Some Examples  of Statistical Analysis Using a t-Test

Example #1

A researcher wishes to learn if a certain drug slows the growth of tumors. She obtained mice with tumors and randomly divided them into two groups. She then injected one group of mice with the drug and used the second group as a control. After 2 weeks, she sacrificed the mice and weighed the tumors. The weight of tumors for each group of mice is below.

The researcher is interested in learning if the drug reduces the growth of tumors. Her hypothesis is: The mean weight of tumors from mice in group A will be less than the mean weight of mice in group 2.

Group A
    Treated with Drug    

Group B
Control- Not Treated
0.72 0.71
0.68 0.83
0.69 0.89
0.66 0.57
0.57 0.68
0.66 0.74
0.70 0.75
0.63 0.67
0.71 0.80
0.73 0.78
 
Mean = 
`  
 0.675
   
 0.742

A t-test can be used to test the probability that the two means do not differ. The alternative is that tumors from the group treated with the drug will not weigh less than tumors from the control group.

This is a one-tailed test because the researcher is interested in if the drug decreased tumor size. She is not interested in if the drug changed tumor size.

The values from the table above are entered into the spreadsheet as shown below.

The t-test shows that tumors from the drug group were significantly smaller than the tumors from the control group because p < 0.05. The researcher therefore accepts her hypothesis that the drug reduces the growth of tumors.

Example #2

A researcher wishes to learn whether the pH of soil affects seed germination of a particular herb found in forests near her home. She filled 10 flower pots with acid soil (pH 5.5) and ten flower pots with neutral soil (pH 7.0) and planted 100 seeds in each pot. The mean number of seeds that germinated in each type of soil is below.

      Acid Soil      
pH 5.5
Neutral Soil
pH 7.0
42 43
45 51
40 56
37 40
41 32
41 54
48 51
50 55
45 50
46 48
 
Mean =

    
 43.5

 
48

The researcher is testing whether soil pH affects germination of the herb.

Her hypothesis is: The mean germination at pH 5.5 is different than the mean germination at pH 7.0.

A t-test can be used to test the probability that the two means do not differ. The alternative is that the means differ; one of them is greater than the other. 

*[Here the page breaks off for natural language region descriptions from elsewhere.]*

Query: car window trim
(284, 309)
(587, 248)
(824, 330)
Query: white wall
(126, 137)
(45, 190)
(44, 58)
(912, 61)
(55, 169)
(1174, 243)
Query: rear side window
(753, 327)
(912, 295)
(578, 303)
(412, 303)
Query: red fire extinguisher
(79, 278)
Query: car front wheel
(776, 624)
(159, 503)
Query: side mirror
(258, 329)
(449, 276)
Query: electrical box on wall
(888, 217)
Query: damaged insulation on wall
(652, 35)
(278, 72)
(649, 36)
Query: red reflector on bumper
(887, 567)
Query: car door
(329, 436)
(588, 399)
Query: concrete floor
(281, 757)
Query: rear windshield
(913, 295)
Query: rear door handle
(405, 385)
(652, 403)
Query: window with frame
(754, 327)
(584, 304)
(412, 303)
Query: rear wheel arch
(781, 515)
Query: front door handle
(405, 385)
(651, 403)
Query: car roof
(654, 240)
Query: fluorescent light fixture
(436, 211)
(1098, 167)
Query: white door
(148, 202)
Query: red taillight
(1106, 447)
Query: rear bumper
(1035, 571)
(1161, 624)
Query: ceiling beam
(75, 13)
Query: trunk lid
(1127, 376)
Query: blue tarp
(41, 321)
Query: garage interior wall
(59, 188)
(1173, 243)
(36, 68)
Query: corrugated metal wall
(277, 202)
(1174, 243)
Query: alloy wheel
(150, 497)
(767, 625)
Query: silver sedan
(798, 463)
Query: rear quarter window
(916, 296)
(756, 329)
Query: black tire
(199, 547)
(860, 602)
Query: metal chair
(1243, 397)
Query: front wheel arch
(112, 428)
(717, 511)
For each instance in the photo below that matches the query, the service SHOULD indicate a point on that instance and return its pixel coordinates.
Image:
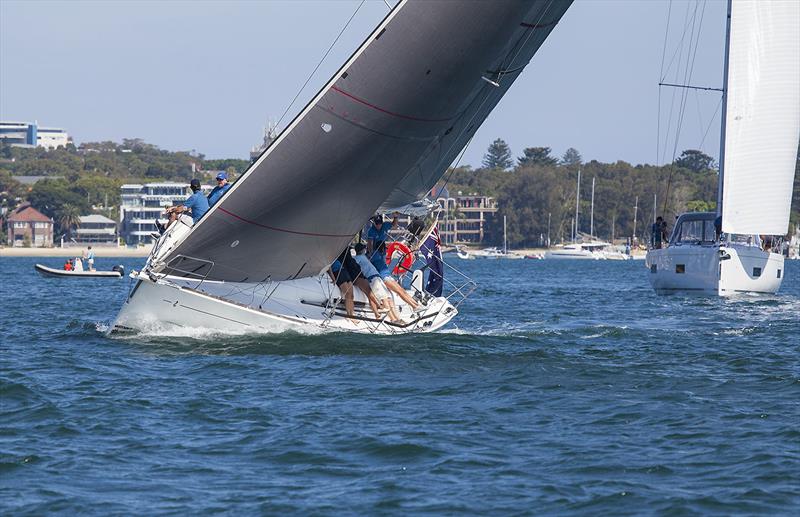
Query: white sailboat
(497, 253)
(758, 146)
(378, 135)
(584, 247)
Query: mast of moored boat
(505, 240)
(591, 216)
(577, 205)
(635, 213)
(724, 111)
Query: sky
(208, 76)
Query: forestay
(763, 116)
(381, 132)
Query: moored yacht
(696, 261)
(734, 249)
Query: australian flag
(432, 252)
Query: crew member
(196, 204)
(218, 191)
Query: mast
(655, 205)
(548, 228)
(591, 217)
(505, 241)
(724, 111)
(577, 206)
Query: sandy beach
(142, 251)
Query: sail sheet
(380, 132)
(762, 126)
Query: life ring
(406, 257)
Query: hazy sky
(208, 75)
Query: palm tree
(67, 217)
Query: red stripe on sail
(280, 229)
(537, 25)
(377, 108)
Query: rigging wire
(661, 80)
(321, 61)
(503, 71)
(691, 56)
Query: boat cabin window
(744, 240)
(695, 231)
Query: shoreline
(76, 252)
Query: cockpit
(694, 228)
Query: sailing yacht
(377, 136)
(723, 252)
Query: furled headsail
(762, 120)
(380, 133)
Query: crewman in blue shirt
(218, 191)
(378, 233)
(197, 204)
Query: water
(563, 387)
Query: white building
(26, 134)
(95, 229)
(143, 204)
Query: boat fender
(416, 281)
(406, 257)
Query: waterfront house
(96, 229)
(29, 227)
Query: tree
(67, 217)
(498, 155)
(536, 156)
(695, 161)
(571, 157)
(48, 196)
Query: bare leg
(347, 291)
(388, 303)
(362, 284)
(392, 284)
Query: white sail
(762, 125)
(381, 131)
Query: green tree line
(540, 187)
(86, 179)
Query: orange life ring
(406, 257)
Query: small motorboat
(116, 272)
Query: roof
(29, 214)
(96, 218)
(30, 180)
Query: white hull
(299, 305)
(570, 255)
(714, 269)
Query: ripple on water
(568, 388)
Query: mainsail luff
(381, 131)
(762, 119)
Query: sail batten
(381, 132)
(762, 119)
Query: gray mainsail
(380, 133)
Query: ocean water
(561, 388)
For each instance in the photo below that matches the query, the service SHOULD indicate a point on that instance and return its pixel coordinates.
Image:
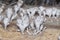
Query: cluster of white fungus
(31, 18)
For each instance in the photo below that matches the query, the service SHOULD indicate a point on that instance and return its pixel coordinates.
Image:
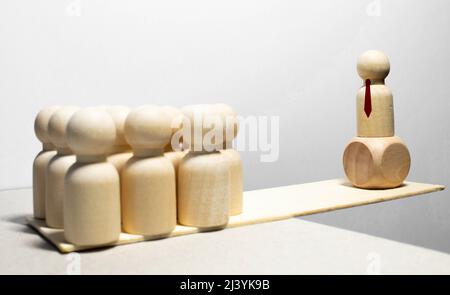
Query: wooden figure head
(57, 126)
(41, 125)
(91, 132)
(148, 130)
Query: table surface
(292, 246)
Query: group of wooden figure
(111, 169)
(104, 170)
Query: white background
(293, 59)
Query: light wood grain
(273, 204)
(376, 162)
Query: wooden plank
(273, 204)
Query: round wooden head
(119, 115)
(176, 117)
(91, 132)
(57, 125)
(231, 121)
(41, 124)
(148, 128)
(206, 126)
(373, 65)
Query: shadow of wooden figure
(376, 158)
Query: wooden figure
(42, 159)
(375, 158)
(174, 155)
(204, 173)
(148, 178)
(92, 187)
(58, 166)
(234, 159)
(121, 151)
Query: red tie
(368, 100)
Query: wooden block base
(270, 205)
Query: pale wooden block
(273, 204)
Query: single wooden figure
(58, 166)
(121, 151)
(148, 178)
(204, 173)
(375, 158)
(42, 159)
(92, 187)
(173, 150)
(234, 159)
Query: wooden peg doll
(234, 159)
(376, 158)
(92, 187)
(42, 159)
(204, 173)
(58, 166)
(173, 150)
(121, 151)
(148, 178)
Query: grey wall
(295, 59)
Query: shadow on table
(387, 220)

This is a two-tailed test because the researcher is interested in if soil acidity changes germination percentage. She does not specify if it increases or decreases germination. Notice that a 2 is entered for the number of tails below.

The t-test shows that the mean germination of the two groups does not differ significantly because p > 0.05. The researcher concludes that pH does not affect germination of the herb.

Example #3

Suppose that a researcher wished to learn if a particular chemical is toxic to a certain species of beetle. She believes that the chemical might interfere with the beetle’s reproduction. She obtained beetles and divided them into two groups. She then fed one group of beetles with the chemical and used the second group as a control. After 2 weeks, she counted the number of eggs produced by each beetle in each group. The mean egg count for each group of beetles is below.

Group 1
   fed chemical   
Group 2
   not fed chemical (control)   
33 35
31 42
34 43
38 41
32
28
       
Mean =   32.7   40.3

The researcher believes that the chemical interferes with beetle reproduction. She suspects that the chemical reduces egg production. Her hypothesis is: The mean number of eggs in group 1 is less than the mean number of group 2.

A t-test can be used to test the probability that the two means do not differ. The alternative is that the mean of group 1 is greater than the mean of group 2. 

This is a 1-tailed test because her hypothesis proposes that group B will have greater reproduction than group 1. If she had proposed that the two groups would have different reproduction but was not sure which group would be greater, then it would be a 2-tailed test. Notice that a 1 is entered for the number of tails below.

The results of her t-test are copied below.

The researcher concludes that the mean of group 1 is significantly less than the mean for group 2 because the value of P < 0.05. She accepts her hypothesis that the chemical reduces egg production because group 1 had significantly less eggs than the control.